“Into town,” replied the agent; “have you any objection to ride that way?”

“None in the world; it is just the same to me. Well, how are matters proceeding?”

“Not by any means well,” replied the other, “I begin to feel something like alarm. I wish we had those M'Mahons out of the country. Vanston has paid that d—d goose Chevydale a visit, and I fear that unless the Ahadarra man and his father, and the whole crew of them, soon leave the country, we shall break down in our object.”

“Do you tell me so?” said the gauger, starting; “by Jove, it is well I know this in time.”

“I don't understand.”

“Why,” continued. Clinton, “I was about to take a foolish step to-morrow morning, for the express purpose, I believe, of keeping him, and probably the whole family in the country.”

He then detailed the conversation that he had with his nephew, upon which Fethertonge convinced him that there was more in the wind with respect to that step, than either he or his nephew, who he assured him was made a cat's paw of in the business, suspected. “That's a deep move,” said the agent, “but we shall defeat them, notwithstanding. Everything, however, depends upon their leaving the country before Chevydale happens to come at the real state of the case; still, it will go hard or we shall baffle both him and them yet.”

Whether Clinton Was sure that the step urged upon him by his nephew was the result of a generous regard for M'Mahon, or that the former was made a mere tool for ultimate purposes, in the hands of the Ahadarra man, as he called him it is not easy to determine. Be this as it may, when the hour of eleven came the next morning, he was prepared to set his nephew's generosity aside, and act upon Fethertonge's theory of doing everything in his power to get the whole connection out of the country, “Ha,” he exclaimed, “I now understand what Harry meant with respect to their emigration—'It is that fact which presses upon him most.' Oh ho! is it so, indeed! Very good, Mr. M'Mahon—we shall act accordingly.”

Gerald Cavanaugh had been made acquainted by his wife on the day before with the partial revival of his daughter's affection for Bryan M'Mahon, as well as with the enthusiastic defense of him made by Finigan, two circumstances which gave him much concern and anxiety.

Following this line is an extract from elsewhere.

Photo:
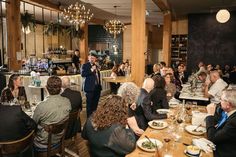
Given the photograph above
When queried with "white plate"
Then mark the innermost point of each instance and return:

On his return, however, from Clinton's, his family observed that there was something of a satisfactory expression mingled up with a good deal of grave thought in his face. The truth is, if the worthy man thought for a moment that the ultimate loss of M'Mahon would have seriously injured her peace of mind, he would have bitterly regretted it, and perhaps encourage a reconciliation. This was a result, however, that he could scarcely comprehend. That she might fret and pine for a few months or so was the worst he could calculate upon, and of course he took it for granted, that the moment her affection for one was effaced, another might step in, without any great risk of disappointment.

“Well, Gerald,” said his wife, “what did Ganger Clinton want with you?”